Goal: create a single code base for HTML entities decoding & encoding for MediaWiki and Parsoid.
Reason: make it easy to maintain the code and let MediaWiki and Parsoid have same behavior
Strategy: create a code generator that translate proto-code to actual JS and PHP code. The generator's code should be well-documented and avoid the use of any "magic number". The generator should take W3C's official named-character-reference dictionary AS-IS and then construct an efficient code.
Proof of concept: https://github.com/dan1wang/wt-entities
The proof-of-concept project works as follows:
src/entities-dict.js loads W3C's official named-entity list as-is, filters out legacy entities (e.g. & and "), and construct lookup arrays by entity lengths (we don't want to search an associative array with over 2,000 entries!).
src/build-decoder.js takes the constructed arrays to create code for the decoding function. The decoding code uses fast incremental parsing (similar to what you'd find in WikiPEG) instead of slower regular expression.
The resulting code is saved to build/ directory. The PHP and JavaScript code are nearly identical (except for how numeric entity is parsed).
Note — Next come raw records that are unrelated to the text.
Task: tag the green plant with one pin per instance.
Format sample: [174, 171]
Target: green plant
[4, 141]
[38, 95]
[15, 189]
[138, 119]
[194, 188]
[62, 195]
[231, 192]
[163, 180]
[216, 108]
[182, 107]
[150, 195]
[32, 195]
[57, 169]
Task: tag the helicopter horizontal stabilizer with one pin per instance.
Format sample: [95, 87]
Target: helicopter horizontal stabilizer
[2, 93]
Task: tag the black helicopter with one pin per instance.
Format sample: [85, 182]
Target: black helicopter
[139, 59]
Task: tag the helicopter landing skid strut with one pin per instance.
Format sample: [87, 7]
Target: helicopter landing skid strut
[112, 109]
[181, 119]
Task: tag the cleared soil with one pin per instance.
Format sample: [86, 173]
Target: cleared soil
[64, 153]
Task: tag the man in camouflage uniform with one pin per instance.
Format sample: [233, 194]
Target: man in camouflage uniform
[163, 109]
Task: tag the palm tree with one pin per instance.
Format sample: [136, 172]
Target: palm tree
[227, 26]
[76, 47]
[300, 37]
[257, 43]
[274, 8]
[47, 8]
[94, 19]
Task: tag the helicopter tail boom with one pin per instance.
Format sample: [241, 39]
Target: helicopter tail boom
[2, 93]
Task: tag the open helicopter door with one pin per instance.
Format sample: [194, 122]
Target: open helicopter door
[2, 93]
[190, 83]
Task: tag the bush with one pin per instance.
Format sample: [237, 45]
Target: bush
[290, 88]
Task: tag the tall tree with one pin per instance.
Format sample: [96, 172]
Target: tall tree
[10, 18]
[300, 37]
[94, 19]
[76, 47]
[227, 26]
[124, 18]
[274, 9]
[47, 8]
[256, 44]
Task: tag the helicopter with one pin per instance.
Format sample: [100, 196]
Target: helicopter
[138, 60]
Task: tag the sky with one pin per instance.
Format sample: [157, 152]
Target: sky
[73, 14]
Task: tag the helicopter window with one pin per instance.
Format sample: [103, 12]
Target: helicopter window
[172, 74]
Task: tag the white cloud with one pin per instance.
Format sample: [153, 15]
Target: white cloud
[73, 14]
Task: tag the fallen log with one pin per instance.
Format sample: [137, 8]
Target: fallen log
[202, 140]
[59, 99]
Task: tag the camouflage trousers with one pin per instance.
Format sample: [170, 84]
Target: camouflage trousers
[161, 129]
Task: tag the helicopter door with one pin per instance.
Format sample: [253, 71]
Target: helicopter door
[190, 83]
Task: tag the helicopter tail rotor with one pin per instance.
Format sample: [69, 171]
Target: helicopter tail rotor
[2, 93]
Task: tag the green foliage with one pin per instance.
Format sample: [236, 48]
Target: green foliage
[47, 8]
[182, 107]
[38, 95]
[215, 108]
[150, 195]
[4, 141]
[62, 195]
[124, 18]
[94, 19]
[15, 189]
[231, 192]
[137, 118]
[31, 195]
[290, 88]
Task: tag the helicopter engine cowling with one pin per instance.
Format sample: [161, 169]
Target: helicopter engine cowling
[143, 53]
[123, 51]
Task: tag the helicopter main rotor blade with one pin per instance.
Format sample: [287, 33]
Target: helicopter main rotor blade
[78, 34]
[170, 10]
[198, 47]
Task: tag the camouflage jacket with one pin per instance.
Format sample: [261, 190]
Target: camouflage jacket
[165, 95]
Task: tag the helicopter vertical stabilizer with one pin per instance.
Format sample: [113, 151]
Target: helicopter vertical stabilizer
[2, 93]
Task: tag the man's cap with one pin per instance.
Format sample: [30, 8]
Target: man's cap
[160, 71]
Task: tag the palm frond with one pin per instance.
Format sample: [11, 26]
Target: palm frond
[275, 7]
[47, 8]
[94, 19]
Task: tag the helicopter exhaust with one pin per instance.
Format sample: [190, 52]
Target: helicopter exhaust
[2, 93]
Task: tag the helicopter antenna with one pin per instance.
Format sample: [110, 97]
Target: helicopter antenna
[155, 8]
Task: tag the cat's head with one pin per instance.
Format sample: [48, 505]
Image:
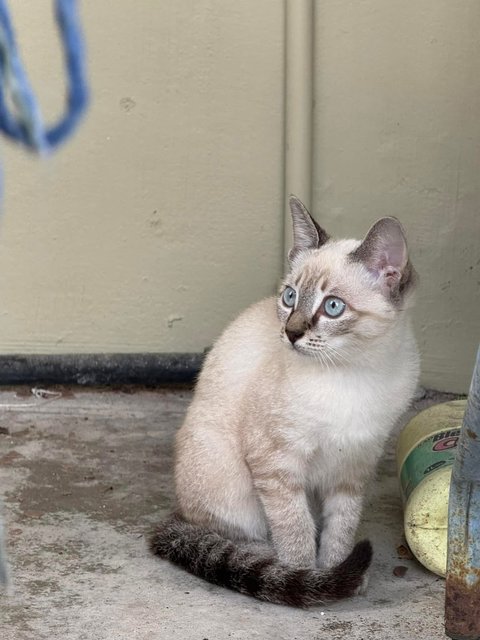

The resulting code differs from MediaWiki's current sanitizer by the following:
- the decoder doesn't yet recognize the two ‏ aliases MediaWiki accepts (TODO)
- the decoder recognizes HTML 5 named entities except for legacy ones (entities without trailing semi-colon and >, <, &, ") (T94603)
- according to HTML5 standard, all numeric references with hex ending FFFE and FFFF are invalid. MediaWiki's current sanitizer rejects  but accepts , whereas the decoder would reject  as well.
The project is work-in-progress. I've tested the JavaScript code. I don't know PHP and I don't know how to test the code. The generated code passes PHP linter, though.
The project doesn't do any encoding yet (Parsoid needs this).